Справедливости захотели, господа Толстой и Достоевский? А получите-ка взамен нее «гуманную юридическую систему», — только на вопрос, для кого «гуманную», Бретвейт почему-то не отвечает, да и с уважением к закону что-то эта система не больно сочетается, порождая так много «вопиющей несправедливости».
Но что взять с русских, пишет Бретвейт, когда эта нация порочна по самой своей сути. Врут на каждом шагу, — в политике, в экономике, в культуре, в частной и общественной жизни (Надо полагать, что мы соврали насчет полета в космос Юрия Гагарина; вот, американцы, те чистую правду рассказали о своих полетах на Луну.):
«Вранье стало неотъемлемой частью общественной жизни. Вранье до сих пор пронизывает самые тривиальные стороны повседневной жизни, идя намного дальше, чем того требуют соображения самосохранения или карьеризма». Далее следует поразительный пример русского вранья: «В мае 1992 года мы остановились в удивительно хорошем отеле советского стиля в провинциальном городе Костроме. Сидение унитаза в туалете было опечатано, с надписью на четырех языках: «Продезинфицировано для вашего удобства и безопасности». Каждый русский сразу поймет, что это не могло быть правдой. Поверили бы только самые наивные иностранцы. Но в великой стране положено дезинфицировать сиденья унитазов, значит, появляется надпись».
Ну, не могут русские продезинфицировать сиденье унитаза, убежден сэр Родвик, — куда им, кочевникам из орды! Даже для чистоплотных цивилизованных иностранцев не способны они почистить это интимное приспособление.
* * *
От темы чистоты унитаза Бретвейт плавно переходит к русской национальной идее. Тут, собственно, толковать не о чем, говорит нам знающий Россию до тонкостей англичанин, — такой идеи попросту не существует. Все это «Большая Русская Ложь», никаких высших качеств у русского народа нет, никакой особой миссии он не несет и нести не может.

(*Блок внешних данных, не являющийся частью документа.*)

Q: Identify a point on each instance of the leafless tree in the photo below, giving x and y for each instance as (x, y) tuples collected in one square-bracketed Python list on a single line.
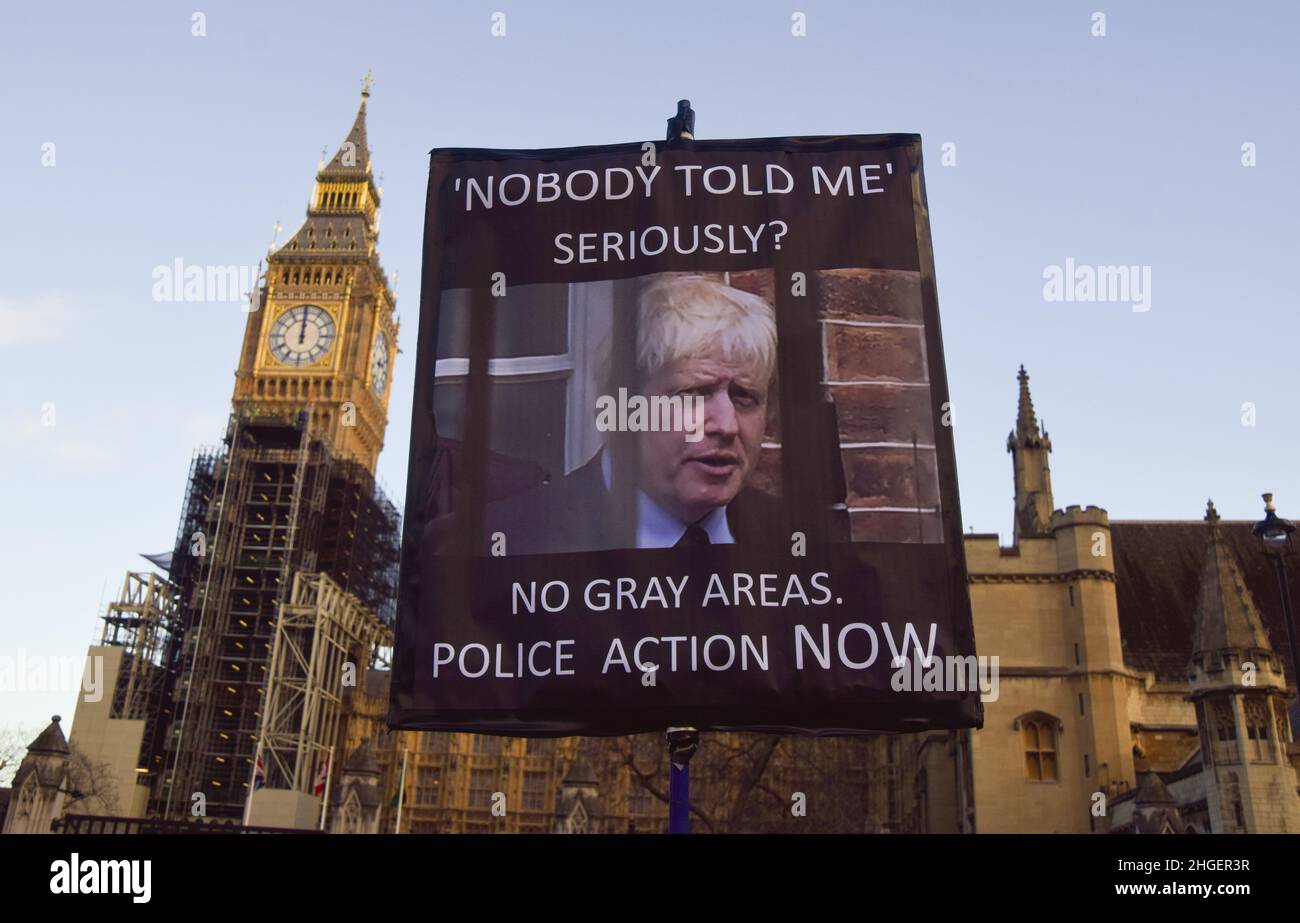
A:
[(90, 787)]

Россия — заурядная страна на задворках Европы, а если русским и удалось сплотить вокруг себя другие народности, так это исключительно с помощью насилия, жестокости и удачного для России политического расклада на прилегающих территориях, — впрочем, от нее самой мало зависящего; дуракам счастье, коротко говоря:
«Время от времени русские просили меня — публично и в личных беседах— поделиться британским опытом демонтажа империи. Однако большинству из них было трудно согласиться с тем, что Советский Союз тоже являлся империей. Подобно Достоевскому, они считали, что «для настоящего русского Европа так же дорога, как и сама Россия, как и удел своей родной земли, потому что наш удел и есть всемирность, и не мечом приобретенная, а силой братства и братского стремления нашего к воссоединению людей».